Dans ce dispositif, point n’est besoin de critères d’ordre politique car c’est le jugement scientifique qui représente l’ultima ratio. Seule une expertise contradictoire comme celle du docteur Raoult peut prétendre avoir droit de cité ! Pourtant dans ce dispositif carcéral, il y a des questions d’ordre politique et moral qui échappent complètement à des jugements d’ordre scientifique qui d’ailleurs, comme souvent, n’échappent pas à des déterminants d’ordre sociologique. Dans la controverse des experts relative à l’usage de la chloroquine, interviennent des facteurs tels que l’existence de coteries professionnelles et la concurrence entre spécialistes qui peuvent fausser le jugement scientifique, sans compter la défense d’intérêts économiques, un fait bien connu dans certains dossiers de scandales industriels.

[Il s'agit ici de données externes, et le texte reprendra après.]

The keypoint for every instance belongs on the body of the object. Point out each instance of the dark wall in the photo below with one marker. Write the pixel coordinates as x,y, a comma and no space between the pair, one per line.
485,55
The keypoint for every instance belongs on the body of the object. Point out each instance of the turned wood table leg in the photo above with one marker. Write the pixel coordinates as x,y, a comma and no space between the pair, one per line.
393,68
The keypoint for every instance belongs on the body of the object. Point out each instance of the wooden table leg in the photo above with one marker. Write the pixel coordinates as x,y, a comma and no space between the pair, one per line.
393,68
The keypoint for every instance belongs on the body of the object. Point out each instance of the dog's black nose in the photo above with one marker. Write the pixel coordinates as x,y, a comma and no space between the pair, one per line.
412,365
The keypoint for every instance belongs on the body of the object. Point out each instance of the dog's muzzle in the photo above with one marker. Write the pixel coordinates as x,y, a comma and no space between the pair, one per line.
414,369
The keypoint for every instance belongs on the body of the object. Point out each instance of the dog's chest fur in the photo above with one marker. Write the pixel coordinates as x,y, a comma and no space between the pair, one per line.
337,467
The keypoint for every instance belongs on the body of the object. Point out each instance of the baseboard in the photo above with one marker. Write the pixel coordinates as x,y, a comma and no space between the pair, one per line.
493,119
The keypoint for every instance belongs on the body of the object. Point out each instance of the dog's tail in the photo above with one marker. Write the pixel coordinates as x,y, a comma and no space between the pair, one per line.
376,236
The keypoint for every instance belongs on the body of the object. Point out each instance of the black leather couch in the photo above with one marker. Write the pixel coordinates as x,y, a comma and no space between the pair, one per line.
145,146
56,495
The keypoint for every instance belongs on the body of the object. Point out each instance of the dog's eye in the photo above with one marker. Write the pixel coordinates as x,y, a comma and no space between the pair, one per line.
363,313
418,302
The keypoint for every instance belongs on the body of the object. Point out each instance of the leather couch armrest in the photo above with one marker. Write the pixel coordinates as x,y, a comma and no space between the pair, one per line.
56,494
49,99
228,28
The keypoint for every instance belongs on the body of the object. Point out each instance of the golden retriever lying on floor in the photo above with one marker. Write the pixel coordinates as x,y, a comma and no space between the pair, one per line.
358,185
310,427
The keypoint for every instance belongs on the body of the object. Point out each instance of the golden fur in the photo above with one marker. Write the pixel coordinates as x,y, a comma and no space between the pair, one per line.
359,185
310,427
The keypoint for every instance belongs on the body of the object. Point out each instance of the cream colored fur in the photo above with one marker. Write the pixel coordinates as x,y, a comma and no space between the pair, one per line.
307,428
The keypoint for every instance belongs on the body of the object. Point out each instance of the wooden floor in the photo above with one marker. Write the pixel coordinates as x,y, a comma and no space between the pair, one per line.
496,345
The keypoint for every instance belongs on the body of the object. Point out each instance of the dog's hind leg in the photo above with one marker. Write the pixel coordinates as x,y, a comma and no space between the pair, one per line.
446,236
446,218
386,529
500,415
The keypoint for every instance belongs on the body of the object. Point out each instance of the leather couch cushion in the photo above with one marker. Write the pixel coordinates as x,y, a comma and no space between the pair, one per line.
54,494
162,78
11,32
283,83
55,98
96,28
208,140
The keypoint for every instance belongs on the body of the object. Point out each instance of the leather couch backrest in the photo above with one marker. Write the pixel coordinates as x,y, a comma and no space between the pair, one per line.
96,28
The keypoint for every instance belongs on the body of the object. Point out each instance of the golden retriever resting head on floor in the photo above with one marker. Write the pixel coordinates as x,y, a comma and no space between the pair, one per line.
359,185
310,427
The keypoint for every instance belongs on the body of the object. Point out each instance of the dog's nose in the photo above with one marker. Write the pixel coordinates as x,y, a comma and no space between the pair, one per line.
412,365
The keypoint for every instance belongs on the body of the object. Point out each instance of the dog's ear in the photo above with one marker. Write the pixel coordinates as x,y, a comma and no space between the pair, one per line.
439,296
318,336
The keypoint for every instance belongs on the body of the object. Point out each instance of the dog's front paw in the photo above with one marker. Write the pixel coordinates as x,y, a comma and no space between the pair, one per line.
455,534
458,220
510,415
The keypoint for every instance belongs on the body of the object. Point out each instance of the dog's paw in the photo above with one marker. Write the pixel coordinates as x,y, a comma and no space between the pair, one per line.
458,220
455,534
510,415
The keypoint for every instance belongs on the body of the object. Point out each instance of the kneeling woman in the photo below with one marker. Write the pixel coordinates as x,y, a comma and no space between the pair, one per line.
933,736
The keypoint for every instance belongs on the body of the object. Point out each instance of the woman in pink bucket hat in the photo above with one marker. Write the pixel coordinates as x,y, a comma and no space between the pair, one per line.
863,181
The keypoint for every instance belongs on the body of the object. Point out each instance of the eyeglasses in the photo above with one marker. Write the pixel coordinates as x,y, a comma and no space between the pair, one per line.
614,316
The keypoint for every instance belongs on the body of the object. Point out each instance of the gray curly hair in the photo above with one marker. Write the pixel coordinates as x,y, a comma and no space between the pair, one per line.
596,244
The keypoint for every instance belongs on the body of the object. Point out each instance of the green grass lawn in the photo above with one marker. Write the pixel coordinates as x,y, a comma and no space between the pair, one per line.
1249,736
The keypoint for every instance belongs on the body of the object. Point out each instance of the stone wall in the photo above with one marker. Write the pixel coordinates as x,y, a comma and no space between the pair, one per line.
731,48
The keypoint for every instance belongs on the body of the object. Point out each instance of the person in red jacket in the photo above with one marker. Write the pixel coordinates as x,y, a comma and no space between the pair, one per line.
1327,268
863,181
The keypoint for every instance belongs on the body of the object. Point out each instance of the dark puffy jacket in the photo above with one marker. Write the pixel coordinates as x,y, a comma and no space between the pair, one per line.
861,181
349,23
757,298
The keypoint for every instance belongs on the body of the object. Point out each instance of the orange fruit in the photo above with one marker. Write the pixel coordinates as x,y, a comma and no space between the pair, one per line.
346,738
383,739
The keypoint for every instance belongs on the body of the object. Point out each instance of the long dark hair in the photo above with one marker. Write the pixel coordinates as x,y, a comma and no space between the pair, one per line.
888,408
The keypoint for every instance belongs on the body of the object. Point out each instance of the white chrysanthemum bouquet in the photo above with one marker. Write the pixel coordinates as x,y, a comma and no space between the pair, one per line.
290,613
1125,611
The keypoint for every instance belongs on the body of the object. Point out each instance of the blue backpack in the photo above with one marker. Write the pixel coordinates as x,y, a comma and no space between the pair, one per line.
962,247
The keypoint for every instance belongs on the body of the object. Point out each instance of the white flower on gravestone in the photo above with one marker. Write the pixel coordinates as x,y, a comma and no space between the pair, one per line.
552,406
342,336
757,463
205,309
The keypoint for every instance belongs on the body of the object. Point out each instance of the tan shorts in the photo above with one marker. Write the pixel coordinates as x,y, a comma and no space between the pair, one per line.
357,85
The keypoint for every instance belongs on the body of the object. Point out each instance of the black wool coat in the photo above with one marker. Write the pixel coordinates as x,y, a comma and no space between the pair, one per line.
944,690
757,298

Or le constat de l’existence de tels facteurs relève du jugement politique bien conçu et non de controverses relevant de la science dure, autrement dit du raisonnement de chacun cultivant une certaine exigence démocratique. A la base de la prétention de la science, il y a le fait que la science ne se limite plus au jugement de fait mais veut aller au-delà. Les jugements de fait deviennent alors prescriptifs ce qui peut se comprendre lorsqu’il s’agit d’adopter une mesure de prévention particulière concernant un patient mais certainement pas pour protéger une partie de la population, car il y a dans ce genre d’hypothèse trop de considérations d’ordre sociétale à prendre en compte pour ne pas tomber dans l’arbitraire. L’enfermement de catégories entières de populations qui a pour conséquence de leur interdire toute forme de vie relève d’enjeux allant au-delà de la démarche thérapeutique.